这样的话就把网络根据config的配置进行了设计,包括weights初始化和正规化,以及每层的featuremap的大小。
for idx = 1:layer_num-1
config.weights{idx+layer_num} = config.NEW_MEM(zeros(config.feature_map_sizes{idx}(3), 1)+0.01);
end
if strcmp(config.forward_pass_scheme{layer_num}, 'conv_f')
config.weights{layer_num*2} = config.NEW_MEM(zeros(size(config.weights{layer_num}, 1), 1)+0.05);
else
config.weights{layer_num*2} = config.NEW_MEM(zeros(config.output_size(3), 1)+0.05);
end
可以看出,config.weights{idx}总共是有layer_num*2层,比如deep_edge_aware共有3层卷积层。配置forward_pass_scheme时是用’conv_v’,’conv_v’,’conv_f’,’out’来进行。layer_num = length(config.forward_pass_scheme)-1;
故layer_num = 4-1 = 3. weights{1~3}是真的卷积层的weights参数。
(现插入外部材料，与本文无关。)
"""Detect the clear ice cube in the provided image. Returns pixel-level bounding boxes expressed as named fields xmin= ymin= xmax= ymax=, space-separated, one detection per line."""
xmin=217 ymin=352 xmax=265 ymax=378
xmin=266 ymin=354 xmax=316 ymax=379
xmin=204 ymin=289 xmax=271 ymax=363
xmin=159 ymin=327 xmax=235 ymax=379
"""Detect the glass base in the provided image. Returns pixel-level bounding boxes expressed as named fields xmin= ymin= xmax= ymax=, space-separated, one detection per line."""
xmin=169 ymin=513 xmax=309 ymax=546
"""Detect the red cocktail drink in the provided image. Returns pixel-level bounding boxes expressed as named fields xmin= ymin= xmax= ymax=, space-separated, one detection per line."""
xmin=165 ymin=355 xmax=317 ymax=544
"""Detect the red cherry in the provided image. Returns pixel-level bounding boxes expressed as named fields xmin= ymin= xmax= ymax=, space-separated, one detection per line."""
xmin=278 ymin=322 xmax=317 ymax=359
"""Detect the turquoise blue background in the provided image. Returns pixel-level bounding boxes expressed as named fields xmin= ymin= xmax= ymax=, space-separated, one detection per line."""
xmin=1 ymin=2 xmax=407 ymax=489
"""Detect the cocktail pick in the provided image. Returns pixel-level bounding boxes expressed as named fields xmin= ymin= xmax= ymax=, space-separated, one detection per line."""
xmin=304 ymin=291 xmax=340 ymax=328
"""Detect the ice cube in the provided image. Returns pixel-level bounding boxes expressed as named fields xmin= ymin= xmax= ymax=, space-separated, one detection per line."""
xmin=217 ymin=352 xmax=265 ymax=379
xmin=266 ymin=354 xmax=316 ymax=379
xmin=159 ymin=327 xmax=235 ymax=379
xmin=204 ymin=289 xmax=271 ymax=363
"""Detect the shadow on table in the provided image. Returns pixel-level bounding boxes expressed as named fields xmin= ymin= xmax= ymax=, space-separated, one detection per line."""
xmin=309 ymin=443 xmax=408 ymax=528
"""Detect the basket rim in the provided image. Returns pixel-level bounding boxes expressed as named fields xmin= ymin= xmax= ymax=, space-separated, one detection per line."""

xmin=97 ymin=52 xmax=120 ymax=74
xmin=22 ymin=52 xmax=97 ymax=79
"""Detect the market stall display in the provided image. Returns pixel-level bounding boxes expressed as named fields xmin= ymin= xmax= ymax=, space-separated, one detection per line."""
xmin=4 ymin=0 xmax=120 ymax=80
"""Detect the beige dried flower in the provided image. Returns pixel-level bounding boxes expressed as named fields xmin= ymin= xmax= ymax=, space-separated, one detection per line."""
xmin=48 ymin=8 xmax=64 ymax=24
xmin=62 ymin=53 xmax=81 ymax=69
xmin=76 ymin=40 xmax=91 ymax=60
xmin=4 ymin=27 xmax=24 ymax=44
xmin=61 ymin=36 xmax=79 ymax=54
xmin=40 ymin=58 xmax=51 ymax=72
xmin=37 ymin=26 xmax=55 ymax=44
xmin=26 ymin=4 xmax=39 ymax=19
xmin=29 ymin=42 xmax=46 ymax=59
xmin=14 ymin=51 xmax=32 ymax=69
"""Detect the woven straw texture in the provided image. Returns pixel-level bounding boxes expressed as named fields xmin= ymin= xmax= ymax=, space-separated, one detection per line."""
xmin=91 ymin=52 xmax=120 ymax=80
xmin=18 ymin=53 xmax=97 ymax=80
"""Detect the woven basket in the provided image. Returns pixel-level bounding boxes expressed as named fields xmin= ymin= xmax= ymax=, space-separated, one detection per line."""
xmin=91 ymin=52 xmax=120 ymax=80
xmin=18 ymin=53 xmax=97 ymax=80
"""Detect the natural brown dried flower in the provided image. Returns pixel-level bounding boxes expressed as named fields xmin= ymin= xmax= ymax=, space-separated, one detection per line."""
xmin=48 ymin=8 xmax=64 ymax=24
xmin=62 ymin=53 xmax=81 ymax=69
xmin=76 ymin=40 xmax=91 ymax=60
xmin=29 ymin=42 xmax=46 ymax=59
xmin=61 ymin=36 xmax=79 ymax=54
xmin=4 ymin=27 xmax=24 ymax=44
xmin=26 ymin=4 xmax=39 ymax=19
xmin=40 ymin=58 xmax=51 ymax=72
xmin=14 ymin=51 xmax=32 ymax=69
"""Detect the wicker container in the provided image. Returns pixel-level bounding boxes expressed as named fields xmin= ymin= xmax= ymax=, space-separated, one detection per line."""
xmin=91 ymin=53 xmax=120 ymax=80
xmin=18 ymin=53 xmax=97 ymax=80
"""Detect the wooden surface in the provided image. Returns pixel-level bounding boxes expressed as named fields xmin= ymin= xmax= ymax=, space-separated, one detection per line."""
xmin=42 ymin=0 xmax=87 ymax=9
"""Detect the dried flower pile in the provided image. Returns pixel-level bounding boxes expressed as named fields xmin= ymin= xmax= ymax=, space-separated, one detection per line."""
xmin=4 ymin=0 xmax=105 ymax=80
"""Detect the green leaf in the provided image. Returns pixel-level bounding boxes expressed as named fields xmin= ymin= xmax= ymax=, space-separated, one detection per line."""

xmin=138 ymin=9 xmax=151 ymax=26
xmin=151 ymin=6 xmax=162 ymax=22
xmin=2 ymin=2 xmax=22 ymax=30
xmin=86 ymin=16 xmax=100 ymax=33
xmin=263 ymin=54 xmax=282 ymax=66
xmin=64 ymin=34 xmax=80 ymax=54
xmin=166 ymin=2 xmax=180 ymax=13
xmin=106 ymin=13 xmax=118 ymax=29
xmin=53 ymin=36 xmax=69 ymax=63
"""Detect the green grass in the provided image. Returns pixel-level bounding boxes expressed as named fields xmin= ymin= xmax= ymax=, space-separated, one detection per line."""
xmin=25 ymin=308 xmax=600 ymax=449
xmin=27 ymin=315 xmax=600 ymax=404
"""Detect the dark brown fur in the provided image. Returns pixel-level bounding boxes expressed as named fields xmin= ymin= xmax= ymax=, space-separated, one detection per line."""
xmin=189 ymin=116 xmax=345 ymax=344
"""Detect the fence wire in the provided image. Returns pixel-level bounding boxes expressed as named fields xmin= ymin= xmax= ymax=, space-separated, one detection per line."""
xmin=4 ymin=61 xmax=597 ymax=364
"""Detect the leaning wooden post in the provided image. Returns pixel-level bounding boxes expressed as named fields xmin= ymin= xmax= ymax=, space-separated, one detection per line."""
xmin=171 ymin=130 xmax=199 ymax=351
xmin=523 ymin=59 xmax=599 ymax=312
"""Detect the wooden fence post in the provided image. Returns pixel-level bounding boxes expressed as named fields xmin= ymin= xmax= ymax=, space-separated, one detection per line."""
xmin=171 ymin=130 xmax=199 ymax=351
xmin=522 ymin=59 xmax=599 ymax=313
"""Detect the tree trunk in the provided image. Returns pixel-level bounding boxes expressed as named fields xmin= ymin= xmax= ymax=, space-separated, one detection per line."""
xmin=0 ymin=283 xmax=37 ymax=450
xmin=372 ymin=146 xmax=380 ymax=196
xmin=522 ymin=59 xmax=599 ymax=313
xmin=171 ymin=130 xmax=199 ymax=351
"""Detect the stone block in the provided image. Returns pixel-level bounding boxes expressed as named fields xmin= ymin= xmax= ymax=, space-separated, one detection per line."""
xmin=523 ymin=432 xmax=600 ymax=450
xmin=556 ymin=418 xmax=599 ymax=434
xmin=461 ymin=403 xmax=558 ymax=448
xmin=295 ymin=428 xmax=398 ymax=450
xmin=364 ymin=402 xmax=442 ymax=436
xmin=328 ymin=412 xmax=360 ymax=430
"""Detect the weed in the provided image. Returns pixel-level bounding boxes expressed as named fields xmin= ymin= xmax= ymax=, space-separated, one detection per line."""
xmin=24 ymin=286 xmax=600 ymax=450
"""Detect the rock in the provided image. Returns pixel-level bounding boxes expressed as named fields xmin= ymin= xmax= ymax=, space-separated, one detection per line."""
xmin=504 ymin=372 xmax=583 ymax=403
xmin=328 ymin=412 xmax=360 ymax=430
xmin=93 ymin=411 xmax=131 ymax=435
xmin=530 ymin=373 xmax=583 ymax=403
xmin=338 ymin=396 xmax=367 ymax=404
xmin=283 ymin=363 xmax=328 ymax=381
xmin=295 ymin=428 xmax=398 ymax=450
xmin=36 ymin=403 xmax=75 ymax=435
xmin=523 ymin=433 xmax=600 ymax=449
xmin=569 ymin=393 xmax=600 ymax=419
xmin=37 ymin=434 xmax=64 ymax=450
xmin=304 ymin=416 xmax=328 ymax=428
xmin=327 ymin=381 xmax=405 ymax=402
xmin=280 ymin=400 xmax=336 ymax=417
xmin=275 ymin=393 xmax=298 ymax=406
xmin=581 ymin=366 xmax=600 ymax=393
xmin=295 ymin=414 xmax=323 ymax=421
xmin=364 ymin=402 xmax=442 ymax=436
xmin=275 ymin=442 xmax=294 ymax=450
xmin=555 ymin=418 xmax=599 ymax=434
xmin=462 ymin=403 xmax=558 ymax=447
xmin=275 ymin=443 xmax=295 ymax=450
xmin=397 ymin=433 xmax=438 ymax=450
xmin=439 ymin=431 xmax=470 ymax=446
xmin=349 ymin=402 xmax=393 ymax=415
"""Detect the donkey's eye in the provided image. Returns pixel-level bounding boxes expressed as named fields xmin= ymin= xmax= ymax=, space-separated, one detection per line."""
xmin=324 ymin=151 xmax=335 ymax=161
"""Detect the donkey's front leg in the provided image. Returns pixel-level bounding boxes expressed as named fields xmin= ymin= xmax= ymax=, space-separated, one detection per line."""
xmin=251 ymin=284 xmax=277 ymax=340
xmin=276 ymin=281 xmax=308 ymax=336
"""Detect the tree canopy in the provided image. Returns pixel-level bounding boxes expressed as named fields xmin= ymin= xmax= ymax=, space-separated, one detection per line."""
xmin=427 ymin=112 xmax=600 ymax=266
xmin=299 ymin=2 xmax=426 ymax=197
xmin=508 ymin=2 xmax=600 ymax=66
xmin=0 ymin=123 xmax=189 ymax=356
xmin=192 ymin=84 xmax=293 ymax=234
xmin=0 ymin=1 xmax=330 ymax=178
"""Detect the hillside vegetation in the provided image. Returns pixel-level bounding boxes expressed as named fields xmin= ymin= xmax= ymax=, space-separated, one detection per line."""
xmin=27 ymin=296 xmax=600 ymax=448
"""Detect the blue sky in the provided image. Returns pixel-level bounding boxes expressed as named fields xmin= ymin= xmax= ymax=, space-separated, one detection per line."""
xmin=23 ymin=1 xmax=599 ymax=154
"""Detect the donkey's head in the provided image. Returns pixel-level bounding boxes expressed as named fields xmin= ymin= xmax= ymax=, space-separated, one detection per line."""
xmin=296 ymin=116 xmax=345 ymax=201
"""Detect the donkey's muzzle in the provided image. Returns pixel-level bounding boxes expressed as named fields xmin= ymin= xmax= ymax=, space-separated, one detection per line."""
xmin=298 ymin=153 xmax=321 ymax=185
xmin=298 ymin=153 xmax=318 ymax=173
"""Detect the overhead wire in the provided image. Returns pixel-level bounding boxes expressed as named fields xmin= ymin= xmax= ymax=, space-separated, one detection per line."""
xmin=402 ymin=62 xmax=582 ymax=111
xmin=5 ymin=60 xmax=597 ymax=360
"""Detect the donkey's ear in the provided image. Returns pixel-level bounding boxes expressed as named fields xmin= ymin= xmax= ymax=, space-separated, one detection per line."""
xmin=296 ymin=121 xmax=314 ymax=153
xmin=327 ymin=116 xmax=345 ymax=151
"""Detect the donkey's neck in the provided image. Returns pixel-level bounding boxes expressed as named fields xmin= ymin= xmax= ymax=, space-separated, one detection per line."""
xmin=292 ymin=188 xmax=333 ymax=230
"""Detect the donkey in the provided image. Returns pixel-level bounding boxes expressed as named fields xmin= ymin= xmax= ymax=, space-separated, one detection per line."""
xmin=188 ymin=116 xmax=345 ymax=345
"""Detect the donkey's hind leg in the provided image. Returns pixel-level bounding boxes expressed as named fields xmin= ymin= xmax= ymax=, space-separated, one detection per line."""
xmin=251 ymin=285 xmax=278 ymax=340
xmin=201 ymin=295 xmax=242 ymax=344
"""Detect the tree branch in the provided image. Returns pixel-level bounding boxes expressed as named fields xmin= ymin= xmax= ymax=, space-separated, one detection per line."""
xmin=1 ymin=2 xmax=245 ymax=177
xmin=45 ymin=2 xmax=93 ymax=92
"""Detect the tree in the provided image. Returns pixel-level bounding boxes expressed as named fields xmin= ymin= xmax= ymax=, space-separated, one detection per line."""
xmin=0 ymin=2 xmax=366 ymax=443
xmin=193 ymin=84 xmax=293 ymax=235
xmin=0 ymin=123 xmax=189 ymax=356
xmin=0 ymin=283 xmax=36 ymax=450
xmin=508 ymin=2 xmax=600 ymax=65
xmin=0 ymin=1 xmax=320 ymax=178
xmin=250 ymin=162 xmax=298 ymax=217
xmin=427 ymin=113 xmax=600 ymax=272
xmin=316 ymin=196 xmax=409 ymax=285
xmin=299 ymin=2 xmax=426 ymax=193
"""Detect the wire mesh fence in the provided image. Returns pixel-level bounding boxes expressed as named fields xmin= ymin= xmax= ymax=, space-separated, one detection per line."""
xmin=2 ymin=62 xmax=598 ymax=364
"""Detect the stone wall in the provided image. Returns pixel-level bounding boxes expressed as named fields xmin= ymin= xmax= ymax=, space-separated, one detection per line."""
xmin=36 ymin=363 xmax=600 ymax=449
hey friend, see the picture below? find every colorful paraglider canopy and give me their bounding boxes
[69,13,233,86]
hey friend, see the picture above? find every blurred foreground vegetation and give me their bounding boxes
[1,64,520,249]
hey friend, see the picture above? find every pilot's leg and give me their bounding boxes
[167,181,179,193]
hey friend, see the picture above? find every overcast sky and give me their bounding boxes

然后weights{4~5}是对应的前2层的偏置。而weights{6}就是最后一层的偏置配置。
mem原来是memory的意思啊。分配内存的意思啊!!而.NEW_MEM是根据config.device是CPU还是GPU来定的。
先进行
reset_mem()和input_mem()
function input_mem()
global config mem;
mem.layer_inputs{1} = config.NEW_MEM(zeros(config.kernel_size(1, 1)*config.kernel_size(1, 2)*config.chs, ...
(config.input_size(1)-config.kernel_size(1, 1)+1)*(config.input_size(2)-config.kernel_size(1, 2)+1)*config.batch_size));
mem.activations{1} = config.NEW_MEM(zeros(config.feature_map_sizes{1}(3), config.feature_map_sizes{1}(1)*config.feature_map_sizes{1}(2)));
end
input_mem()是对输入进行初始化,并且.activations{1}就是zeros(.feature_map_size{1}(3), 第一层的空间).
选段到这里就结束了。